Windows memiliki cerita yang cukup aneh dan rumit dalam setiap produk teknologi yang diciptakan. Mereka meluncurkan produk yang mampu mengubah permainan, hanya untuk kemudian mengacaukannya selama perjalanan produk tersebut. Hal ini akhirnya dijalani dengan di mana setiap pembaruan baru akan membuat produk tersebut semakin buruk.

Kita sekarang berada di era Windows 11, yang meskipun tingkat adopsinya sangat buruk karena masalah persyaratan minimal yang berubah drastis dan semakin ketat, namun sistem operasi baru ini berada di jalur yang benar, dengan beragam cara yang menarik. 

Lalu, kenapa ekosistem Windows selama ini selalu mengalami kegagalan?

Windows Mobile

Microsoft telah beberapa kali mencoba untuk menjadikan Windows bisa berjalan di perangkat seluler seperti PDA dan smartphone. Namun upaya tersebut selalu berujung kegagalan. Untuk alasan tertentu, Microsoft tidak pernah mampu memberikan komitmen penuh terhadap sistem operasi seluler, dan meninggalkannya. 

Mereka kekurangan dukungan aplikasi yang layak, yang pada dasarnya menjadi faktor utama alasan orang-orang mau beralih ke Windows, mengingat anda bisa dengan mudah mengunduh program apapun di internet. 

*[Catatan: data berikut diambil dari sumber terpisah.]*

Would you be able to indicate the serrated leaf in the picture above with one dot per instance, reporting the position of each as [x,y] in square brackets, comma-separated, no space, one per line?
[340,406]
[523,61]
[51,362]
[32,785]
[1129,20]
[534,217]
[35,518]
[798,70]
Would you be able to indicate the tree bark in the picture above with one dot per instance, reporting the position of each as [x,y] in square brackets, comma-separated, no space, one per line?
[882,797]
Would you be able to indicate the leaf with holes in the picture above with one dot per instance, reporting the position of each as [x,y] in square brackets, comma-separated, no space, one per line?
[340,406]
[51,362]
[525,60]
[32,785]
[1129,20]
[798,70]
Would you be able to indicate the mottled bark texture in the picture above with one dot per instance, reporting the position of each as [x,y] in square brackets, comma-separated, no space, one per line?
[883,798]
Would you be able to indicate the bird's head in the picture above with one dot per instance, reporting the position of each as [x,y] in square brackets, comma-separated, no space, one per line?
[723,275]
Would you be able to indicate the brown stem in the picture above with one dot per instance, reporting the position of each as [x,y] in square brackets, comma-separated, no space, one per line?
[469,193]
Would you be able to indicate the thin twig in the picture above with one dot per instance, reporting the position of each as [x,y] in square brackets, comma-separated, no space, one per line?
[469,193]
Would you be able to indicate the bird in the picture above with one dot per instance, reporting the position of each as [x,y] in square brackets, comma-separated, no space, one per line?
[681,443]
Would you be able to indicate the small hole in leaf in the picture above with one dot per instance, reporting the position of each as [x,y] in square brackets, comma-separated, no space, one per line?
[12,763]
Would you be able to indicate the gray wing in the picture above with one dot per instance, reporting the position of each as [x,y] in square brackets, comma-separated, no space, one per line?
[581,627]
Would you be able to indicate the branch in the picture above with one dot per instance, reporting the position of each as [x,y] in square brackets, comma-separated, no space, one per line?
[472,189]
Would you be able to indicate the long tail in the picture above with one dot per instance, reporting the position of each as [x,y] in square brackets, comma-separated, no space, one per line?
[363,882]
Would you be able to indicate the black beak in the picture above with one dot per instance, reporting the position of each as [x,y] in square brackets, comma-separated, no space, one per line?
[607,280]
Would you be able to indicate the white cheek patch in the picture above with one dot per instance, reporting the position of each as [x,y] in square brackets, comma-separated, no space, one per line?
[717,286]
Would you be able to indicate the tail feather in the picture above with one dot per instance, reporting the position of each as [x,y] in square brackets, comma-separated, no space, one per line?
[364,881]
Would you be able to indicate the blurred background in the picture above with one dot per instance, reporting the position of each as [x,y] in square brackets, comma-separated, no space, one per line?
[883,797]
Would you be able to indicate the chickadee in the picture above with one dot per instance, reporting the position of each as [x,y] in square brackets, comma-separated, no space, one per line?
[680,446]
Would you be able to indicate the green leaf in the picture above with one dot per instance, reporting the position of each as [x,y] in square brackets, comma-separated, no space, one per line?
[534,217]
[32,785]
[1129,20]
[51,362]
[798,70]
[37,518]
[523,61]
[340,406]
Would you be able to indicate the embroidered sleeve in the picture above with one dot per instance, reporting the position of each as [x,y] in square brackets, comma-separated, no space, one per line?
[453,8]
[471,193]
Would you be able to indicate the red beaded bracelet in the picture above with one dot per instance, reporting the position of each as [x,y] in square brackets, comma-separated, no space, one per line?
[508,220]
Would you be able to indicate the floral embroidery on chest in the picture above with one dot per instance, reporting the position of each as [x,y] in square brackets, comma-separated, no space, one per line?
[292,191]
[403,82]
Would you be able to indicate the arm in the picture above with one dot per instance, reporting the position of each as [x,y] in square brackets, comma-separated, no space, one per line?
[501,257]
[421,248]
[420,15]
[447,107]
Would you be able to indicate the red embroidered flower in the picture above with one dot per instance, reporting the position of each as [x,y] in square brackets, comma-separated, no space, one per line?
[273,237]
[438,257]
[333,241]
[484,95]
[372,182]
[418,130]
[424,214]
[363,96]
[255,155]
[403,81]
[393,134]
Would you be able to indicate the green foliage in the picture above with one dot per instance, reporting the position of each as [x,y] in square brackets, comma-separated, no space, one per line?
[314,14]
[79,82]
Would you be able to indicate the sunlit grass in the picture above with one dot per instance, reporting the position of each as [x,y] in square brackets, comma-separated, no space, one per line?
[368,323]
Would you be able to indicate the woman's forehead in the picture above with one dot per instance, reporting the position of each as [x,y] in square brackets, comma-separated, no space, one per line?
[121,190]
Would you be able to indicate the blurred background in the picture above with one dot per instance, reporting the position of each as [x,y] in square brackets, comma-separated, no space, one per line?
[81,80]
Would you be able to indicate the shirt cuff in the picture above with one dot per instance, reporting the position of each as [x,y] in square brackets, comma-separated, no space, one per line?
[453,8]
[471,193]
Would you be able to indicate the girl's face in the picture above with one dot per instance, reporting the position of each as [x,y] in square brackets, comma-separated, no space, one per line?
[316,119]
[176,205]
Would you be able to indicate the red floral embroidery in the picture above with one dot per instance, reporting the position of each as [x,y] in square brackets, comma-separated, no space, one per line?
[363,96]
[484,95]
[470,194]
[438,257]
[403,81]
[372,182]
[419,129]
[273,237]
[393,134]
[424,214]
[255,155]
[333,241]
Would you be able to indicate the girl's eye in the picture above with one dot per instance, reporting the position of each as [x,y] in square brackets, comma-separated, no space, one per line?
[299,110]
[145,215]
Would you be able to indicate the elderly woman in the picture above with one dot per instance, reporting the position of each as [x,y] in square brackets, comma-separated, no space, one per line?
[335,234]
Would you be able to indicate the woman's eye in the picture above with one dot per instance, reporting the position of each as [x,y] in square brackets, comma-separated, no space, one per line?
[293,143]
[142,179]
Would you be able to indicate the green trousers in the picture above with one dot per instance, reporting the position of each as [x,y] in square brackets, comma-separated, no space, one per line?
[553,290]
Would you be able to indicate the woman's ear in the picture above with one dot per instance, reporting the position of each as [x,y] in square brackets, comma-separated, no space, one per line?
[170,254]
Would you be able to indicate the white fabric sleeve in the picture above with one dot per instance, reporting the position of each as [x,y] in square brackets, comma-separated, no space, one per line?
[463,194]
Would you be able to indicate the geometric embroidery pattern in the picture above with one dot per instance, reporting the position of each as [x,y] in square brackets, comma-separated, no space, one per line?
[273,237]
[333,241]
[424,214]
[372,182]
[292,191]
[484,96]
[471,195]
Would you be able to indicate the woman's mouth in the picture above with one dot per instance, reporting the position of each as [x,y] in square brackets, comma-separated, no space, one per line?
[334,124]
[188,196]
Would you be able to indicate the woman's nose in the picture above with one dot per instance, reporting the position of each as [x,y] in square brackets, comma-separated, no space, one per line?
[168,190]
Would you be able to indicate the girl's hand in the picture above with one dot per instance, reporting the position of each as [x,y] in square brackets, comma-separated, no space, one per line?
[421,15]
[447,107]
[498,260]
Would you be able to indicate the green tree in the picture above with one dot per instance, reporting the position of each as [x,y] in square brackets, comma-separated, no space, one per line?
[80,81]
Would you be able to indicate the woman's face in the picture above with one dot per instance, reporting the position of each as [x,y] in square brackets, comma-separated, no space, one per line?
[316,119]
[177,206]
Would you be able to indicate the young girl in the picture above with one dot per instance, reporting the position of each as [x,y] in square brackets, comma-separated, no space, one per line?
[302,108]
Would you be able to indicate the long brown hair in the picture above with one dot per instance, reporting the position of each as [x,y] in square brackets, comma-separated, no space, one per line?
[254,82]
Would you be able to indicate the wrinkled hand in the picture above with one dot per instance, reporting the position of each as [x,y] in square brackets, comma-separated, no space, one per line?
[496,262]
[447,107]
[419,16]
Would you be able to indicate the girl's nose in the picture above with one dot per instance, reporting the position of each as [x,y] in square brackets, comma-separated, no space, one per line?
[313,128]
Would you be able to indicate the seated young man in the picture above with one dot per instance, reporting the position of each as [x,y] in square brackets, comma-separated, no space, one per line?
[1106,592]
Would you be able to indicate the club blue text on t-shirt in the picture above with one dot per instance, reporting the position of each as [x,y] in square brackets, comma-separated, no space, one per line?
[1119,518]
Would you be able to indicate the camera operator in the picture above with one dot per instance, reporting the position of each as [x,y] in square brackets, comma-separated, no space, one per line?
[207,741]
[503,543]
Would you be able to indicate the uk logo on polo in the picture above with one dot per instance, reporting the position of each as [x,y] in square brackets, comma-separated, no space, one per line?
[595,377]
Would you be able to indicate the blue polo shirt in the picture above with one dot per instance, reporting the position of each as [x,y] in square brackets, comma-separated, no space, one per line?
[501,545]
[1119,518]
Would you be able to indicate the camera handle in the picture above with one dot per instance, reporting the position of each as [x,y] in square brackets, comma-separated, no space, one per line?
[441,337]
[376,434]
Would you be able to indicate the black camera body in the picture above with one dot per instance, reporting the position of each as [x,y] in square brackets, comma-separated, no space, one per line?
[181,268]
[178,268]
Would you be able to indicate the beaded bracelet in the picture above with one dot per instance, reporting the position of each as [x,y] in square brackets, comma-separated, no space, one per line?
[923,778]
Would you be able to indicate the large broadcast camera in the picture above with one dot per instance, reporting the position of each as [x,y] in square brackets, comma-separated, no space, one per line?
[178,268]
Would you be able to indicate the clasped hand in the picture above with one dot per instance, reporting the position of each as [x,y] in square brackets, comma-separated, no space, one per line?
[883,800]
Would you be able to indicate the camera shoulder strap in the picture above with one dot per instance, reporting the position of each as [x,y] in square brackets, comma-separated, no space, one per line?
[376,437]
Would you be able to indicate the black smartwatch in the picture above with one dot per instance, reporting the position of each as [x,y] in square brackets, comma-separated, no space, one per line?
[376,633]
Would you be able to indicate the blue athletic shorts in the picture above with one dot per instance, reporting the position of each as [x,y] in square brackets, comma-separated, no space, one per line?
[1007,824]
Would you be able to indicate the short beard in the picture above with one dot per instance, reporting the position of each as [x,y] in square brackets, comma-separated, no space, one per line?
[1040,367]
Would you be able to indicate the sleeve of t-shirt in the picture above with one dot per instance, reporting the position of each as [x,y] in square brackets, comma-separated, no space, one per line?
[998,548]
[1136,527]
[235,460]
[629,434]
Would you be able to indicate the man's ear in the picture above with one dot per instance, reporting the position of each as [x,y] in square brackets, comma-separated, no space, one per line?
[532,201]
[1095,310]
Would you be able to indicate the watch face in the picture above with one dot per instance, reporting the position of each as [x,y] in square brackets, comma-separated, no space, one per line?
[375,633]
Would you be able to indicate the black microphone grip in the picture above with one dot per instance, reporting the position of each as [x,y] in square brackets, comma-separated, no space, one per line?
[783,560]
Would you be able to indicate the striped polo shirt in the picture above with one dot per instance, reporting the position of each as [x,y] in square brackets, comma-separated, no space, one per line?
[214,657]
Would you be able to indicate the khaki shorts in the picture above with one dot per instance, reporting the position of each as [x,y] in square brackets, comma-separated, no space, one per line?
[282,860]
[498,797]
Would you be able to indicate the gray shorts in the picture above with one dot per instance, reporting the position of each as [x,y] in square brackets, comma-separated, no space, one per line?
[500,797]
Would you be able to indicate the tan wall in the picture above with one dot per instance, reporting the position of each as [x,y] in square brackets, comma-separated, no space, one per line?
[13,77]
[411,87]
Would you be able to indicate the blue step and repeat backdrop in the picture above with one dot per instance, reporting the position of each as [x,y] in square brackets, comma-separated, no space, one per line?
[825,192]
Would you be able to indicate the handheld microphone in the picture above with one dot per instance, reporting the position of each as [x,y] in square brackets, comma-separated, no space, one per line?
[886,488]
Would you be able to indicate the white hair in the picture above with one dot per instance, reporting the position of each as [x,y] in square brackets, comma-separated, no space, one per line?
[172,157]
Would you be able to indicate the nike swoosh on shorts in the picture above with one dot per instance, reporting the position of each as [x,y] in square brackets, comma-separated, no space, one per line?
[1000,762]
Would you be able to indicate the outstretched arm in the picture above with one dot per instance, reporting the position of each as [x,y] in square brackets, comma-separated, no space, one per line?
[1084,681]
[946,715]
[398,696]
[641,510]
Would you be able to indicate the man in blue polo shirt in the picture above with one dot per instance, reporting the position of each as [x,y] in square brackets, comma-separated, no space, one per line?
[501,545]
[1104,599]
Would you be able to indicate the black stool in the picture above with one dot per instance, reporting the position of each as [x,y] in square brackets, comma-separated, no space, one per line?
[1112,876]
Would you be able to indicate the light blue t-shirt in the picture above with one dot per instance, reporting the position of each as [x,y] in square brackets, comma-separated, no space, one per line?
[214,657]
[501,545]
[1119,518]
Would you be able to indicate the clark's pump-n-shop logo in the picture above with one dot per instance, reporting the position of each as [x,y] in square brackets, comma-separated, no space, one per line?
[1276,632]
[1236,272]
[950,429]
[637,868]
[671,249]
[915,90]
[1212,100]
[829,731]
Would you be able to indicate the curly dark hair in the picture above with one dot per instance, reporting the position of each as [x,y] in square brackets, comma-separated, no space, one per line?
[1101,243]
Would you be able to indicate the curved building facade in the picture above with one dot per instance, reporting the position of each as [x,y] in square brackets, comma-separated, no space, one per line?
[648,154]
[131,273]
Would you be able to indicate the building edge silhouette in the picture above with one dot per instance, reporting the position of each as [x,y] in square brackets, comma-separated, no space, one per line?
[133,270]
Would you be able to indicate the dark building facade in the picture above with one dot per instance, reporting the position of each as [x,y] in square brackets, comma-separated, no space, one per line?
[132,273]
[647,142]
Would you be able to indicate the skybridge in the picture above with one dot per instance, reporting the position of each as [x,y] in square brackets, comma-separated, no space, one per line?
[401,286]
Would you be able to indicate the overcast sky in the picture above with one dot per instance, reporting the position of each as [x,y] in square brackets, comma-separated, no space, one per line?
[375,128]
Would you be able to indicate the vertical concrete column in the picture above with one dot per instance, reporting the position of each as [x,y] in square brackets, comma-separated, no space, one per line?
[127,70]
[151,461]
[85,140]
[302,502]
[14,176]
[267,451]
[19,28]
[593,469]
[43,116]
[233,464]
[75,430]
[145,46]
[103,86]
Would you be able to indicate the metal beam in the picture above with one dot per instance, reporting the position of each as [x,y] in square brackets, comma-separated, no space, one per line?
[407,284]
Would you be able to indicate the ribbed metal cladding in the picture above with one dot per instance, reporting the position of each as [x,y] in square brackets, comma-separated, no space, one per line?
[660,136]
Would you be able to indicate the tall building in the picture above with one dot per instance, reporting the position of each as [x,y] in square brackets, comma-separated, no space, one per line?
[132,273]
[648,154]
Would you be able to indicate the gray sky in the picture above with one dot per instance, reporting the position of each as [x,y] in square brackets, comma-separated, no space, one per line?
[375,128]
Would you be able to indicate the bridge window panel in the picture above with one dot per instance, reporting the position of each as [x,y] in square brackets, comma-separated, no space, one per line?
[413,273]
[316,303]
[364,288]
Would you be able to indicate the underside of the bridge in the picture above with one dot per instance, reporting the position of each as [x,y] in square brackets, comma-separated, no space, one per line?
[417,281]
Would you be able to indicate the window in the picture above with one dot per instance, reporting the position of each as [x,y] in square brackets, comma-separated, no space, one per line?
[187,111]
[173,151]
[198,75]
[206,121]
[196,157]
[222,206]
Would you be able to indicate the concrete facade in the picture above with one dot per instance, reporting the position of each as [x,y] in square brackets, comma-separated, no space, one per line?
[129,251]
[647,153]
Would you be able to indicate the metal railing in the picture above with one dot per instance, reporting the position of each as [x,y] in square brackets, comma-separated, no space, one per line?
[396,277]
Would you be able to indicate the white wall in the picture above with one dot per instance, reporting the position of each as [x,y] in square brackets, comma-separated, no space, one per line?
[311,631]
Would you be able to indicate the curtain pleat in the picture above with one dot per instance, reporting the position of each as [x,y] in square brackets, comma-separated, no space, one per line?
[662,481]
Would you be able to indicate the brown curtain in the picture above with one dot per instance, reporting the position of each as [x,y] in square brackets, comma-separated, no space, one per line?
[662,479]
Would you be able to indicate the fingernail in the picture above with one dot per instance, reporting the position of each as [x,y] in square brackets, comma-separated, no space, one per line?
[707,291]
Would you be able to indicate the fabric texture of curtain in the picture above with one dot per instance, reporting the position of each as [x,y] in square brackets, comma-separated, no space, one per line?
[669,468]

Microsoft tidak pernah tahu apa yang mereka inginkan. Apakah mereka membuat smartphone dengan branding Windows atau mereka membuat perangkat Windows yang bisa bekerja layaknya smartphone.

Bahkan di tahun 2022 ini, dukungan aplikasi Android dirilis dengan buruk, yang menandakan bahwa Microsoft masih membutuhkan waktu panjang sebelum bisa mengintegrasikan dengan nyaman aspek seluler ke ekosistem mereka. 

Dukungan Yang Tidak Konsisten

Landskap seluler mengalami perubahan hampir setiap bulannya, entah itu melalui perangkat keras yang baru diperkenalkan, pembaruan sistem operasi atau hanya sekedar aplikasi baru yang kemudian digunakan banyak orang. Semua ini membutuhkan dukungan dari berbagai pihak. 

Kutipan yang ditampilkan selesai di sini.